My parents were somewhat concerned about studying abroad. They were worried about living in a dorm at a distant place. They were not sure about safety in the United States. They also asked me why I was aiming for US universities that were not well known in Japan when I could have entered the University of Tokyo. I wanted to go to a US university only because of my longing to go abroad, so I could not communicate my reasons clearly. In the end, my parents allowed me to apply overseas on the condition that I would also try the University of Tokyo. As a result, I was accepted to both Tokyo University and Harvard University, so my parents trusted my decision.
In my high school students rarely studied abroad, therefore there was no support at all, and I had to take all the initiatives by myself, which was very difficult.
When I applied, I didn't think I would be accepted, but I got in anyways. I believe that in the case of US universities, the ones you get accepted to are the ones that suit you the most. I applied to 10 schools and was accepted to 3 of them (Harvard, Princeton, and Williams), but I got rejected by all the schools that I considered to be my "safety".

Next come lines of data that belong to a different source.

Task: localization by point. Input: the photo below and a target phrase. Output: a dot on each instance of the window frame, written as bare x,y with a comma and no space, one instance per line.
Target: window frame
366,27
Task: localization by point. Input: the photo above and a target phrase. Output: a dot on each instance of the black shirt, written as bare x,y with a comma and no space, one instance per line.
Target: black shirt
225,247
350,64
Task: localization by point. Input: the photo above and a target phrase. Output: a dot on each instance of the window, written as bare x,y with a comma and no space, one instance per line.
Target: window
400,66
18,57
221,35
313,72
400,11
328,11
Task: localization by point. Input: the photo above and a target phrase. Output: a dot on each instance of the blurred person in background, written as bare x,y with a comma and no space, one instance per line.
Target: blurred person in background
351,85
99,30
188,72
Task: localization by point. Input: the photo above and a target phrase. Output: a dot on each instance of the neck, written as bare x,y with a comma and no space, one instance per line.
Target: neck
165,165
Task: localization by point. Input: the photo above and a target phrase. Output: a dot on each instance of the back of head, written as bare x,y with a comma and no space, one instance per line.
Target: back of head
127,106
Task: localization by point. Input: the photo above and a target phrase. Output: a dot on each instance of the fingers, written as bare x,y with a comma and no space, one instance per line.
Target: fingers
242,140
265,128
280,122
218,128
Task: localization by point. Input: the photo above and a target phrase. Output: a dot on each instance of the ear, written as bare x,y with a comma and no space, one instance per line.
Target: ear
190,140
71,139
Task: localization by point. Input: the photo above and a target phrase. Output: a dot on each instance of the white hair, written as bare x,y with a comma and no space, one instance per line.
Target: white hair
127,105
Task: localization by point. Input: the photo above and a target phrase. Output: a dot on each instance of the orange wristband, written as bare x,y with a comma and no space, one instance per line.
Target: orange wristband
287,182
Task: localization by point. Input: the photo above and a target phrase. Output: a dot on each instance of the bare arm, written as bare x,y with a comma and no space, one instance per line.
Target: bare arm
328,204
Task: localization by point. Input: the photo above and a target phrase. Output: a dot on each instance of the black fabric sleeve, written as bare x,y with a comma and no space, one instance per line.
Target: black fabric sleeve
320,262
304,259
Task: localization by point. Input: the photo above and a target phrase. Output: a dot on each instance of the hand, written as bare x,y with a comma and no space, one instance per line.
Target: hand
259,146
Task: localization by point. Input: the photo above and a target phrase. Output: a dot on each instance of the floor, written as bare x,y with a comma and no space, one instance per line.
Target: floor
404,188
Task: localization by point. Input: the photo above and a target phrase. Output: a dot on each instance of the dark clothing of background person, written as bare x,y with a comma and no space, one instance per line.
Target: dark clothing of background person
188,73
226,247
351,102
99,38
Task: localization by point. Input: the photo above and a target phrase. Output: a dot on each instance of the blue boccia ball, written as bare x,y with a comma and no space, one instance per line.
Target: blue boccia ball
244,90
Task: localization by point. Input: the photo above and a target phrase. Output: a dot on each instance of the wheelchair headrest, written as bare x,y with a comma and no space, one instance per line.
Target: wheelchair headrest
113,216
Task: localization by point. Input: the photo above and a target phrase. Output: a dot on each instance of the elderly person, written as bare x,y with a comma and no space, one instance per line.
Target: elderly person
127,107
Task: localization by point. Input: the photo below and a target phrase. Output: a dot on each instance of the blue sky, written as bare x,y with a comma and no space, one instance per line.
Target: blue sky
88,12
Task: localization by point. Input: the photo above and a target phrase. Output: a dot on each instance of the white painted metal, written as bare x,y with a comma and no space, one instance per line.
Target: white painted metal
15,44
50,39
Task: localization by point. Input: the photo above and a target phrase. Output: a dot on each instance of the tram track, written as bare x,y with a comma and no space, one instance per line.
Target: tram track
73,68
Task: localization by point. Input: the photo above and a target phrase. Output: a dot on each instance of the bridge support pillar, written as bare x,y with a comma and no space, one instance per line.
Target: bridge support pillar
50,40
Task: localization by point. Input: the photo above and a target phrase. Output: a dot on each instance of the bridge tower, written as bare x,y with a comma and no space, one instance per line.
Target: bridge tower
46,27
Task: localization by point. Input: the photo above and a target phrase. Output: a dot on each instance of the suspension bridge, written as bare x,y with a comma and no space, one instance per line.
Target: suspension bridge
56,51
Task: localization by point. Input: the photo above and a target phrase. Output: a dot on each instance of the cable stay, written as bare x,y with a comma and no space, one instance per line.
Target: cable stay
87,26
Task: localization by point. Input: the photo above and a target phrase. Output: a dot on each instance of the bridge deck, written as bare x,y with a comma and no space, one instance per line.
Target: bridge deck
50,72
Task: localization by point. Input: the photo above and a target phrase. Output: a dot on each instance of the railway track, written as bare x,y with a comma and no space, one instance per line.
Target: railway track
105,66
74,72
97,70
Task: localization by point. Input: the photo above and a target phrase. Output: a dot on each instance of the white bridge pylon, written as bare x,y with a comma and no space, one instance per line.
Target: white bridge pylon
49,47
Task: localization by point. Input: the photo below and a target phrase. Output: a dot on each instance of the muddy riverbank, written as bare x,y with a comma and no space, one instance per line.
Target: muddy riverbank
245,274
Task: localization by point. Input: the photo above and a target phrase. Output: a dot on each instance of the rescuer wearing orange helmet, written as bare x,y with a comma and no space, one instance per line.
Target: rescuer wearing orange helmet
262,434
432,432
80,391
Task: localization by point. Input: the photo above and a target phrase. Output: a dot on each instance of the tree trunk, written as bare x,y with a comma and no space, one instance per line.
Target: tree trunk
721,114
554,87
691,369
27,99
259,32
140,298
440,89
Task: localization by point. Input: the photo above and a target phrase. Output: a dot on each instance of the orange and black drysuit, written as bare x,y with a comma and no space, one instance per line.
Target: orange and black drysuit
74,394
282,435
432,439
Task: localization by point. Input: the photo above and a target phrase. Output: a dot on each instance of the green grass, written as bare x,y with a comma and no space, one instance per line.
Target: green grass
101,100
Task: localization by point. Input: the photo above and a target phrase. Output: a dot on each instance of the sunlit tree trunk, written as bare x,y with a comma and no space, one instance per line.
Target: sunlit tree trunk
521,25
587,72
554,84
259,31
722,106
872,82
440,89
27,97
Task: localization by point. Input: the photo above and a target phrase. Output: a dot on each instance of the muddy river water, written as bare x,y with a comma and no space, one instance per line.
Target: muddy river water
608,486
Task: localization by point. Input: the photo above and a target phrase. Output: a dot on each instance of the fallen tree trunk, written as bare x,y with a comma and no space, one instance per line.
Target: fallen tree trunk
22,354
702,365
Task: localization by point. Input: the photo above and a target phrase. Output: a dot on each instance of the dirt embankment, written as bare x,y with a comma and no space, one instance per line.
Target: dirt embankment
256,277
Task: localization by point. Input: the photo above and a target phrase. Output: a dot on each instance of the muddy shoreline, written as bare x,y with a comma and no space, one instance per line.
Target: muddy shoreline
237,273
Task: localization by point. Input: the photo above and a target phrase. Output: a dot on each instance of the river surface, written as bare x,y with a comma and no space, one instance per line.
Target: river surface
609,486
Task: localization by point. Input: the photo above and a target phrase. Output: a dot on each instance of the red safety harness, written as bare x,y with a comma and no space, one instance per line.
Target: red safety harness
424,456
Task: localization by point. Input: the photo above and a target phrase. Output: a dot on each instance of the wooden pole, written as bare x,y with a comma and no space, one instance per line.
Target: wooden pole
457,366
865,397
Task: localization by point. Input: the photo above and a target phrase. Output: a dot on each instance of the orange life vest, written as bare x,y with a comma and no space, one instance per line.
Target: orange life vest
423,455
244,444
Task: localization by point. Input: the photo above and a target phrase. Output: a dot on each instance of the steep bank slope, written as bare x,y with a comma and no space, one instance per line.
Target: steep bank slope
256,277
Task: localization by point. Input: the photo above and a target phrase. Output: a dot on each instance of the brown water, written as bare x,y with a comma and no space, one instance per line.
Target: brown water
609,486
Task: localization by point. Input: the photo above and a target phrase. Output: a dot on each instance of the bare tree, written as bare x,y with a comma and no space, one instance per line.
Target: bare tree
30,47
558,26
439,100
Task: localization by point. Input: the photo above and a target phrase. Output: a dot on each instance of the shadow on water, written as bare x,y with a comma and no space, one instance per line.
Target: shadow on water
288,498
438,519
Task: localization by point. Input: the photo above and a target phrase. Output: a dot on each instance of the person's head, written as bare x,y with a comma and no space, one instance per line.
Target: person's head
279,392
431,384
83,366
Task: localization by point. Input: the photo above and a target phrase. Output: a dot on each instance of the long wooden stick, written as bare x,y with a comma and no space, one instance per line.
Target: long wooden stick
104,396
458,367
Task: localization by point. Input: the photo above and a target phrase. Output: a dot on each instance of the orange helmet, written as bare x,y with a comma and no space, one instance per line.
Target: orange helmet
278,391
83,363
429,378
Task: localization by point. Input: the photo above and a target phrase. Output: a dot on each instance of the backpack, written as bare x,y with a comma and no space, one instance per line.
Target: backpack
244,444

Looking back, I think I should have applied to a variety of schools regardless of the level or type of school, instead of narrowing it down to "East Coast". You never know where you will be accepted, and there are some advantages that you will learn only after attending the school.
Don't narrow down your possibilities and apply to a wider range of universities!
It is difficult to express yourself as a whole person in your application, and I understand that it makes you very anxious. But what will ultimately lead you to the right university is confidence in yourself!